Why had it taken him so long, taken him becoming unrecognizable to himself, to realize he didn’t want to be the person Rhonda wanted him to be? He just wanted to be himself. Dylan Bradley. No airs. No pretense. No pseudonyms.

He glanced back toward the center of the room—and caught Caylor looking his direction. She smiled, gave a little wave, and returned to her group’s conversation.

The talk around him moved from the just-ended semester to an upcoming exhibition at the Frist of impressionist masterworks, including some big-name artists such as Monet, Manet, Degas, and Renoir. The familiar topics started relaxing him, made him start feeling like he might fit in here.

The newly shorn hairs on the back of his neck prickled with the sensation someone was watching him—an all-too-familiar tingle. He scanned the room, half expecting to see Rhonda. Instead, over near one of the food tables, his gaze caught Caylor’s again. She smiled—a bit guiltily, he thought—and turned to talk to someone on her other side.

Was she checking up on him? Worried about whether he was behaving himself? Speaking only to the right people?

He mentally shook himself out of the flashback. Caylor was not Rhonda. She wasn’t here to control or discipline him.

No, but she did know Perty. She could have been tasked with keeping an eye on him just to make sure he was doing okay.
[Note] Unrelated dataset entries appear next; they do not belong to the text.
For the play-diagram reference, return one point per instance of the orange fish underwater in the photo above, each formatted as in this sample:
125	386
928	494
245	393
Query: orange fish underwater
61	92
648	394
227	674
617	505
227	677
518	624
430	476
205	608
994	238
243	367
“What brought you to Nashville, Dylan?” Dr. Putnam held his plate of hors d’oeuvres over his camera, which was protected from crumbs by a paper napkin draped over it.
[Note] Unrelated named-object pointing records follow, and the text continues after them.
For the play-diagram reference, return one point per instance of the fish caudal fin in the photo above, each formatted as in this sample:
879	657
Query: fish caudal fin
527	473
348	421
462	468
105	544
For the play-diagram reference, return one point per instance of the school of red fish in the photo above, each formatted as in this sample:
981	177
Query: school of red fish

“My family is here.” When he’d practiced that answer at home, it seemed like the most logical—and least question-raising—response possible. But from the look of expectation on the photography professor’s face, he realized it wasn’t quite enough. “I’ve been away with little chance to visit with them since I graduated from high school. It was time to come home.”

That seemed to be enough for Dr. Putnam, who finished off his chicken satay crostini and wiped at his goatee with another napkin. “Being near family cannot be overvalued. Good for you.” He lifted the camera and snapped a photo of Dylan.

“Attention, please.” At the announcement over the sound system, the crowd noise died down and everyone turned toward the stage at the other end of the dining hall.

“Oh, here we go.” Dr. Putnam moved off through the crowd toward the front of the room.

Dr. Holtz took his place beside Dylan. “This is the best part of the evening.”

Mrs. Holtz looked around her husband. “Do you sing, Dylan?”

“Sing?”

Dr. Holtz chuckled. “This is a liberal and fine arts school in Nashville, Tennessee. Aside from having one of the largest vocal performance and choral programs in the city—after Vanderbilt and Belmont, of course—we have a lot of talented people on this faculty.”

“Happy holidays, everyone!”

Dylan joined the crowd in murmuring “Happy holidays” back to the man in the tuxedo at the microphone, the college’s president, he supposed, not having seen anyone else in a tux. He glanced around, not looking for a tall redhead—and to his surprise, he didn’t see the person he most definitely wasn’t looking for.